Michael Kay wrote:
>> I'm really not trying to beat a nearly-dead horse here (I
>> swear!), but the XML spec says in §2.6:
>> [17] PITarget ::= Name - (('X' | 'x') ('M' | 'm') ('L' | 'l'))
>
> This rule says that the name XML in any combination of upper-or-lower
case
> is forbidden. There's a rule elsewhere that says names starting with
"xml"
> are reserved for future standardization.
That's getting off-topic and I already hear the barking. Though, and
sorry, that's a bit wish-wash. I read the XML rec as Scott (and
implemented that way) that the name XML in any combination of
upper-or-lower case is forbidden. Longer names starting with the chars
XML in any combination of upper-or-lower case are allowed by this
rule. I'd love to see a reference to the "rule elsewhere". There's a
rule, that every qname starting with a prefix xml isn't OK. But we're
talking about a name here, not a qname. Isn't XML about to have a
sharp sword to distinguish well-formed from not well-formed?

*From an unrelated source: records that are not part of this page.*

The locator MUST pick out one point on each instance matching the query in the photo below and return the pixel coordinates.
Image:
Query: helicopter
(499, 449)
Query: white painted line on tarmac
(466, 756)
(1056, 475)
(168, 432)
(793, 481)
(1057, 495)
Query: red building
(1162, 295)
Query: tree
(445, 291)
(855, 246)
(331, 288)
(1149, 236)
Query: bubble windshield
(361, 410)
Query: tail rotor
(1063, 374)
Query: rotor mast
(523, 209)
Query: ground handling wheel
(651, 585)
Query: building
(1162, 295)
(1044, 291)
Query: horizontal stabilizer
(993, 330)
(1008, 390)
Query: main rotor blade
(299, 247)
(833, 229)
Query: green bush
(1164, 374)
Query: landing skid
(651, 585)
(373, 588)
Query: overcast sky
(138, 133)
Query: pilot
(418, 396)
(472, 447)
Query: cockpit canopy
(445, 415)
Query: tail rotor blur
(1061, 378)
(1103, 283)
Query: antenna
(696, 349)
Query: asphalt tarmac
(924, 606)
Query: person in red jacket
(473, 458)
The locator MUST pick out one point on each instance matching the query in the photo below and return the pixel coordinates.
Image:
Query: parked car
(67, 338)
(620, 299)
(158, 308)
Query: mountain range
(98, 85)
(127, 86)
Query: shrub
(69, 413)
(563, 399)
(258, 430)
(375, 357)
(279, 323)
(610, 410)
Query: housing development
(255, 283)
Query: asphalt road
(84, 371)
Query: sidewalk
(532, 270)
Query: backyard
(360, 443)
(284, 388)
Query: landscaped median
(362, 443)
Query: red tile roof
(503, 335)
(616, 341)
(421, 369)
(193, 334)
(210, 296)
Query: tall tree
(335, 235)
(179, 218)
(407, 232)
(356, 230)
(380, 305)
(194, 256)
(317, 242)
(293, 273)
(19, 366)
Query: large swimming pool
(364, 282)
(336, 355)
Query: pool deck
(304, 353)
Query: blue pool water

> Some parsers will give you a warning if you use such names;
Do they? And if in fact a few to name do, with what reason?
> and your application may break if W3C decides to attach a special
> meaning to the name you have chosen for yourself. Since there's an
> infinity of names that don't begin with "xml", it costs you nothing
> to avoid this risk.
Sure. Nobody knows, what the w3c decide. But anyway. If everything
else works, such a PI name isn't a problem now and the next future.